Asell melirik ponselnya, menunggu wanita itu membalas pesan. Satu menit, dua menit, masih belum ada balasan. Dia pun memasukkan ponsel ke dalam saku celananya, namun kembali menariknya. Melirik lagi, berpikir jika saat ini Gwen sedang mengetik pesan.Lima menit berlalu dan belum ada pesan masuk. Hingga membuat Ansell berdecak pelan. Merasa kesal pada dirinya sendiri yang melakukan hal konyol. Karena nyatanya ini adalah kali pertama dia menunggu sebuah balasan pesan yang tidak membahas hal penting.
Dia masih diam dengan pandangan kembali memperhatikan sungai kecil di depannya. Ponsel miliknya ia letakkan di atas meja. Ansell melangkah pelan mendekati sungai. Terus berjalan hingga melintasi jembatan kecil.

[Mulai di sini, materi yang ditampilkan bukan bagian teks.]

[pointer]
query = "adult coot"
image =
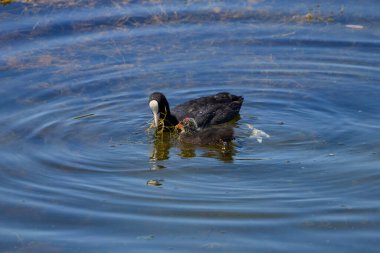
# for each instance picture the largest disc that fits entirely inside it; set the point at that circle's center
(191, 134)
(206, 111)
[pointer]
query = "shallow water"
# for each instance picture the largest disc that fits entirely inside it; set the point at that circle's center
(76, 155)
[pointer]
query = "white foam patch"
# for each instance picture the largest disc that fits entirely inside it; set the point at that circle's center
(257, 134)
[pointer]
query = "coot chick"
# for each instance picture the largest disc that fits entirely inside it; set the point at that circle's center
(206, 111)
(191, 134)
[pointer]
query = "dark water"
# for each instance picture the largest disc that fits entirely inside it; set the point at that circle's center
(76, 155)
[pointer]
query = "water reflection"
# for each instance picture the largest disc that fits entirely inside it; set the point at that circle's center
(164, 142)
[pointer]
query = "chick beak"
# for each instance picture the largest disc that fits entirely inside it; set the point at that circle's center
(179, 126)
(154, 107)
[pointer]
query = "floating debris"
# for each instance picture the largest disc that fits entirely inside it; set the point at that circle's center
(85, 116)
(257, 133)
(355, 27)
(154, 182)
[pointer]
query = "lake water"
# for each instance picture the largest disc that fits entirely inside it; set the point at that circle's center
(76, 153)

Sepuluh tahun bukanlah waktu yang cepat. Namun kenangan itu masih sangat jelas dalam ingatan Ansell. Dia masih sangat ingat bagaimana hutan di depannya telah membantu dirinya melakukan hal yang tidak seharusnya dia lakukan.
Bibir Ansell tertarik pelan, membentuk senyuman miris setiap kali mengingat kejadian itu. Sebelah tangannya menyentuh batang pohon yang terdapat tanda goresan. Sebuah tanda yang dia buat sepuluh tahun lalu. Tanda yang memberi jalan untuknya masuk ke dalam hutan dengan benar.
"Ansell."
Ansell tertegun mendengar suara panggilan itu. Dia menoleh ke belakang, melihat sosok wanita paruh baya berjalan ke arahnya. Sarah memakai mantel untuk melindungi tubuhnya dari angin malam yang semakin dingin.

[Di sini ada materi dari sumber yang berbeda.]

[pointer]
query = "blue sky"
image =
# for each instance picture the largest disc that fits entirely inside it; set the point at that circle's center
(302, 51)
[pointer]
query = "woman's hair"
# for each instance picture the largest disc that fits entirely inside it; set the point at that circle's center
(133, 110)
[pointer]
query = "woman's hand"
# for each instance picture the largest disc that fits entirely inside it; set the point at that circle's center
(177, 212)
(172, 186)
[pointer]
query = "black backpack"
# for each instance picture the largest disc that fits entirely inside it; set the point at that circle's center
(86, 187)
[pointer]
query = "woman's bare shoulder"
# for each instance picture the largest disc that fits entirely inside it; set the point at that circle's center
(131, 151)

"Kau belum tidur, Mom?" tanya Ansell saat menghadap ke arah Sarah.
Setelah melintasi jembatan kecil, Sarah berdiri di hadapan Ansell. Dia tersenyum tipis, sekilas. Lalu kembali menatap dalam pada Ansell.

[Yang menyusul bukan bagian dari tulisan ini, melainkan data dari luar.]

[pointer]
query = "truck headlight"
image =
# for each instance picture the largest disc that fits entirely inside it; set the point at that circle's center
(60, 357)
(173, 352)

"Berbuat baik memang tidak mudah. Terlebih demi melepas diri dari tanggung jawab," gumam Sarah sembari melirik ke arah goresan pada batang pohon yang beberapa saat lalu di sentuh Ansell.
"Hal yang sulit untukku hanya kata tolong," gumam Ansell pelan.
Sarah terdiam sejenak. Hingga langkah kakinya terdengar jelas di tengah kesunyian malam. Dia menyentuh kedua pundak Ansell, mengelus wajahnya dengan lembut serta penuh kehangatan.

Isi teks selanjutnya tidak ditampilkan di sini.